No sabría vivir sin amo, sin látigo, sin ergástula. Menos mal que no levanta una horca en cada esquina. Es más cómodo perseguir, encarcelar, deportar; nos hemos humanizado. El hecho enseña sencillamente cómo ciertas colaboraciones son demasiado incondicionales y demasiado simplistas. Si en nuestro país diera una revolución el triunfo a los republicanos, con el auxilio desinteresado de las fuerzas sociales, la dictadura republicana se levantaría a las veinticuatro horas para aplastar a las ideas socialista y anarquista. ¿Quién puede dudarlo?
Las dictaduras están en la esencia misma de todo poder y ningún fruto distinto puede darse de un mismo árbol. Las mismas masas populares, cuando se adueñan de una nación, se entregan frenéticas a la dictadura. No hay más que una razón rectilínea y un imperativo omnipotente: su voluntad soberana. Obligar, forzar, imponer es toda la savia de la autoridad, ejérzala quien la ejerza: pueblo, individuo o grupo de individuos. Por encima de los más bellos propósitos, el determinismo de todas las cosas conduce a la exaltación del triunfador. A un muera sucede un viva, pero se cambia de amo y nada más. Cuando una revolución ha estallado está fecundando otra revolución próxima. Es la consecuencia forzosa de ejercicio de la autoridad, del error político, que consiste en creer de toda necesidad la institución de un poder público. El poder, de arriba o de abajo, es fatalmente dictadura, es despotismo, es tiranía. La sola duda es rebeldía y la rebeldía se convierte en acicate de todo abuso autoritario.
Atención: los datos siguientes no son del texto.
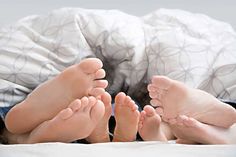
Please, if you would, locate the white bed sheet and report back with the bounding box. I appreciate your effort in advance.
[1,142,236,157]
El aplauso se obtiene nada más que hasta la víspera del triunfo. Al día siguiente el rebelde es un sujeto presidiable. La manada de autómatas que grita y patalea: ¡Viva el rey! ¡Viva la república! o ¡Viva la Pepa!, se queda tan fresca sirviendo al nuevo señor que brilla en lo alto. La dictadura será el único fruto visible de las revoluciones mientras el pueblo no pierda los resabios autoritarios y el prejuicio del poder. Antes que cooperar a falaces redenciones, habrá que consagrarse a difundir espíritu de independencia, llevando a las inteligencias la idea real de la libertad, escamoteada con el subterfugio revolucionario por todos los políticos. No se acabará con las dictaduras ayudando a nuevos amos, aunque se llamen republicanos y radicales.